As talk of avoiding the fiscal cliff continues in Washington, a group of local labor leaders and community activists took to the streets of Pittsburgh to call on Senator Bob Casey to make good on his promise to “stand with the middle class.” Members of advocacy group One Pittsburgh spoke with Casey shortly after his re-election and said they were told he would.

“And since then he’s started talking about making concessions and compromising with the Republicans and that’s not what we asked of him at all.
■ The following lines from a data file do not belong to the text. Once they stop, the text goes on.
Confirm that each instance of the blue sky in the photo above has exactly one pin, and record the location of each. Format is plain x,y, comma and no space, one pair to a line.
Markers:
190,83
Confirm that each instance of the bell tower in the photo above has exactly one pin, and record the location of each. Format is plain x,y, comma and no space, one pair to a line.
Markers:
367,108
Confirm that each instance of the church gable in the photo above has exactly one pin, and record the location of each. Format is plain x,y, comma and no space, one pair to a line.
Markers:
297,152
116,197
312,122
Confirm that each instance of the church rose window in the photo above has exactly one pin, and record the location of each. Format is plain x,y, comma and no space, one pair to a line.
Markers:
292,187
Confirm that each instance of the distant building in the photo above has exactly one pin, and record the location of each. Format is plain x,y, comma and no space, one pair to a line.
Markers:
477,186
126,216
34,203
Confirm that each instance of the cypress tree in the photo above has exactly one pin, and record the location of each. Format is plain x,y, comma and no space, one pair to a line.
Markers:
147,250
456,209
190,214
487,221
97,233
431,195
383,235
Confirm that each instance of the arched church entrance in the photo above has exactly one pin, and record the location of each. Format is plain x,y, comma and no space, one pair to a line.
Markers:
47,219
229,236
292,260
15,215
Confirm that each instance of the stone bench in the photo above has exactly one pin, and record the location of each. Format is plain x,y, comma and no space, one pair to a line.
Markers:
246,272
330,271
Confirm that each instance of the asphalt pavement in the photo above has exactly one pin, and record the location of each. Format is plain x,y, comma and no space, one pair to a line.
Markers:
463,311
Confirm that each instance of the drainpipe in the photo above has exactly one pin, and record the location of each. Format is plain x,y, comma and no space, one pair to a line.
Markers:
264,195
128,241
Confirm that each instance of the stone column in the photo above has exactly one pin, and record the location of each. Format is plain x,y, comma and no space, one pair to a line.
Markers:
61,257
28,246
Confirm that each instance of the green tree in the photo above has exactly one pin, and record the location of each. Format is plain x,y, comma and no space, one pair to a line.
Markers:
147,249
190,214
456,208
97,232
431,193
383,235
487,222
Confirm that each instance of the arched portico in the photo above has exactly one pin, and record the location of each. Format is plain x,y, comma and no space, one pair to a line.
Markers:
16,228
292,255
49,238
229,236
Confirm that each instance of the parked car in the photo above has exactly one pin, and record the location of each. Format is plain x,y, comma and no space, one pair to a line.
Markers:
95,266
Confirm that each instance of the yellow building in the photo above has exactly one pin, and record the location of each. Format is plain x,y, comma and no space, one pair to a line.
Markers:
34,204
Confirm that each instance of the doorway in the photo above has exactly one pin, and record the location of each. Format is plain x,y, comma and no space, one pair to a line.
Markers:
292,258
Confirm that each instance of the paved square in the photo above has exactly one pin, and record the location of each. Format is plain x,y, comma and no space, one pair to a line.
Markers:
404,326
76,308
We want him to stand up and invest in our communities, tax the rich who haven’t been paying taxes, or at least their fair share of taxes, for the last 30 years, and we think it’s just about time that everybody pays their fair share,” said Kyndall Mason, spokeswoman for One Pittsburgh.

It’s not so much the thought of compromise that doesn’t sit well with Jean Friday. She’s the president of the Pennsylvania Alliance for Retired Americans. She said her main concern is the thought of cuts to Medicare, Medicade, and Social Security.
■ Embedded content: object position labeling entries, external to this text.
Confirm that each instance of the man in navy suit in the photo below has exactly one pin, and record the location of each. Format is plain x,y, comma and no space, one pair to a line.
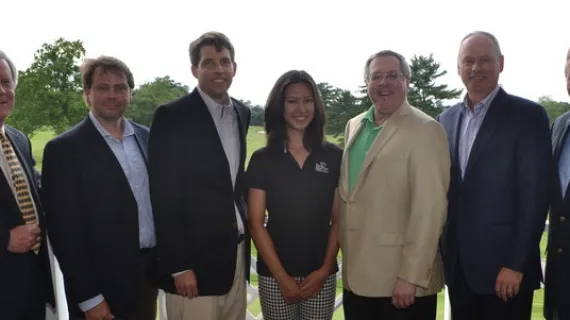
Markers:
95,189
498,196
25,274
557,280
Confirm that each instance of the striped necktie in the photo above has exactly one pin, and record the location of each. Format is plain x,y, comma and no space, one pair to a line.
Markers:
23,194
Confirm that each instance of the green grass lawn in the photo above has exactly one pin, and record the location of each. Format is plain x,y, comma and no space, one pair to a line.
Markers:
256,140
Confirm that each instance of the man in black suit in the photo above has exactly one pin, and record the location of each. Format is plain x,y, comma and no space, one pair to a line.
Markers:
498,197
25,273
197,148
557,278
96,194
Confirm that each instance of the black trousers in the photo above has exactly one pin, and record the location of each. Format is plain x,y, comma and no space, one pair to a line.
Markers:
148,290
28,301
468,305
364,308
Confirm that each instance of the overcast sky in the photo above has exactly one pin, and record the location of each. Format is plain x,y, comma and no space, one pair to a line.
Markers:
329,39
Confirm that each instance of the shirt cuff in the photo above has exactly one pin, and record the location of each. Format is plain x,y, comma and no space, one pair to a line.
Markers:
178,273
91,303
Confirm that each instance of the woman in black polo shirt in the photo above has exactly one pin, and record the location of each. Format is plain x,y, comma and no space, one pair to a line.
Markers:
295,178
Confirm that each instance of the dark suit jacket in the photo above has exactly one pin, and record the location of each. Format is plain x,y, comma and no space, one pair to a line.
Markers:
92,217
192,194
15,268
557,280
497,211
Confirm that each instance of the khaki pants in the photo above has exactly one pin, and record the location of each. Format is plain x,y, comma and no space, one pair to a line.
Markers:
231,306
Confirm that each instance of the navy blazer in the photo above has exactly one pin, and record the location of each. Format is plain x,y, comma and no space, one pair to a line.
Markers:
496,213
192,194
557,278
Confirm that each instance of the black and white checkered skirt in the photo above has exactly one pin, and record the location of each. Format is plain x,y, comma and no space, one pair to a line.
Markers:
274,307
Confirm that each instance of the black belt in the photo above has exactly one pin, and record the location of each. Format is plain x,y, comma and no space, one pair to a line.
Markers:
145,251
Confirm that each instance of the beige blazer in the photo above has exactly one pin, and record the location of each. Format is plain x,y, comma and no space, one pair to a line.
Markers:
391,222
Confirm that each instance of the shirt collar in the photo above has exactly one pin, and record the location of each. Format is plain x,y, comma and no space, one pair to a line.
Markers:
212,105
127,128
483,105
369,116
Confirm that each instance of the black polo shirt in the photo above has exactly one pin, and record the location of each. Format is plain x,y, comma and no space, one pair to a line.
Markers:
299,204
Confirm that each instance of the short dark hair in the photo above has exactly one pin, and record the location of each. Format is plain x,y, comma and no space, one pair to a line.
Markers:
106,63
275,125
212,38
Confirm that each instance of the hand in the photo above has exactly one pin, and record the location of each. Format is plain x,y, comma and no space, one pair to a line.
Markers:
23,238
186,284
404,294
313,283
289,288
508,284
99,312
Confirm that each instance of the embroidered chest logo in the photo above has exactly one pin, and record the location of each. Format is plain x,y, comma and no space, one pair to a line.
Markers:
322,167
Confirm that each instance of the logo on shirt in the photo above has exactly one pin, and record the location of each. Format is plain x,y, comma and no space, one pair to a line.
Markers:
322,167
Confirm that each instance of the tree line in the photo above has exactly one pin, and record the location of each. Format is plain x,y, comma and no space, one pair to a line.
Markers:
49,93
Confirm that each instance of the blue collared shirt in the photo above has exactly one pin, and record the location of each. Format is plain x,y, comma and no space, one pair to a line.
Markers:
470,125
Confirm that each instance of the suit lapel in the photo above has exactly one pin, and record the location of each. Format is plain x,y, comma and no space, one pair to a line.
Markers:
18,145
209,124
559,140
7,195
141,138
492,119
241,115
102,153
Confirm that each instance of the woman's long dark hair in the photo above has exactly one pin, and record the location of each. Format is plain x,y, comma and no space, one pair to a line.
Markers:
275,125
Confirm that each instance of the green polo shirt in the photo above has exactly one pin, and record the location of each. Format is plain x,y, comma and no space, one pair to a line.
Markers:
359,148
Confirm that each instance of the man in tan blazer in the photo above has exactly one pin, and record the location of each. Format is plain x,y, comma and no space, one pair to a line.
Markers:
393,190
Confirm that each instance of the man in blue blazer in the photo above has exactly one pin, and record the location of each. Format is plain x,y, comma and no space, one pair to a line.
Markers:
498,196
557,278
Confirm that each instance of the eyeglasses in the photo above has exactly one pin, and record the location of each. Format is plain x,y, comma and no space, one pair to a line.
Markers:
387,77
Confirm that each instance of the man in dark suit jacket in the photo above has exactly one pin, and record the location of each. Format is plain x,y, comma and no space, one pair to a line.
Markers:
96,194
498,197
25,273
557,278
197,149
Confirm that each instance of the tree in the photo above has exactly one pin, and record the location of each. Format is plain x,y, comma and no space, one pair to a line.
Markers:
554,109
257,113
340,106
152,94
363,99
49,92
424,93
"It’s the people in the future, that’s who we really worry about" - Kyndall Mason

“I would be alright, but it’s the people in the future, that’s who we really worry about,” she said, “this is America, these are things that benefit our people, that allow them to retire, and we want that to continue, that’s what we’re fighting for.”
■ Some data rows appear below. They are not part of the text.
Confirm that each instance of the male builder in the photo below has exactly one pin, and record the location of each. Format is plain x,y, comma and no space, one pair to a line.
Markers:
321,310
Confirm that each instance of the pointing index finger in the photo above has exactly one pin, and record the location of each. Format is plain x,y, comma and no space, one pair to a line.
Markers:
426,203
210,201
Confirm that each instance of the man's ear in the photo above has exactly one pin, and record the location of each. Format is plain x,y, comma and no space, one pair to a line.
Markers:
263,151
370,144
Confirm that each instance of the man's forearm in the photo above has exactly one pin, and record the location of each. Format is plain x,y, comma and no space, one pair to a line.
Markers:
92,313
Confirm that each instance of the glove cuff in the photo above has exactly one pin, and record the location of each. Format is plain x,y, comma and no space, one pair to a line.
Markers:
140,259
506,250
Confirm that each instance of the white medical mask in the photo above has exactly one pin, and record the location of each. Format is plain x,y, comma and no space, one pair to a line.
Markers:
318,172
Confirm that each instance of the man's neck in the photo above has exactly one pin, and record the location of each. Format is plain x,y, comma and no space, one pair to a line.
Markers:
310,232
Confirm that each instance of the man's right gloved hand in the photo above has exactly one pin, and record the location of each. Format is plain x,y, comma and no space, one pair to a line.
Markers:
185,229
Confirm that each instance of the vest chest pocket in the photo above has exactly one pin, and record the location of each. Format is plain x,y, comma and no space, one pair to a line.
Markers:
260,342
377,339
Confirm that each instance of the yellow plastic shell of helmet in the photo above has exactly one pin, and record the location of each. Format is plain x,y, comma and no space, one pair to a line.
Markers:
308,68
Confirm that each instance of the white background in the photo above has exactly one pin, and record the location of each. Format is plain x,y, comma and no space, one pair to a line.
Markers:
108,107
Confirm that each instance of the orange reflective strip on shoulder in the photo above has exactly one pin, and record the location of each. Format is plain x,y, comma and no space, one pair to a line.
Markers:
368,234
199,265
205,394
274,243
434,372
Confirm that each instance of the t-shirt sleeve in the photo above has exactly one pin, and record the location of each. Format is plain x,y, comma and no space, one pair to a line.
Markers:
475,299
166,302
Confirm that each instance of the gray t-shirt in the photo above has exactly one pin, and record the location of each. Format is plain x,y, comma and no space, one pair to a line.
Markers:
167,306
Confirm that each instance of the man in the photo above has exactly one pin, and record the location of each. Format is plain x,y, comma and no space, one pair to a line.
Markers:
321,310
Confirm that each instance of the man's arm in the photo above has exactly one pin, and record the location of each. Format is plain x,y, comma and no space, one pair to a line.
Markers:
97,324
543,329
A large group marched from the Allegheny Conference offices on Stanwix to Senator Casey’s downtown office, pulling a sign that read “Sen. Casey: Jobs not Cuts.” The Pittsburgh march coincided with a large phone and Facebook campaign to urge the Senator to stand firm in fiscal cliff negotiations. One Pittsburgh’s Kyndall Mason said such events don’t necessarily effect immediate change, but rather help raise awareness.

“What it does is it starts getting a critical mass of people thinking, ‘what is going on? Why is it like that? What’s this all about?’ and I think that what it does,” she said, “from a Senator’s perspective, is when there are angry people outside his office, who elected him to office, I would hope it would open his ears a little bit to what his constituents want and not was he wants.”

A spokesman for Senator Casey said the following in reply to the rally, "Senator Casey's top priority during the fiscal cliff debate is to protect the middle class. Senator Casey is fighting to make sure middle class taxes don't go up on January 1st and working to extend the payroll tax cut for another year to increase take-home pay for middle class Pennsylvanians."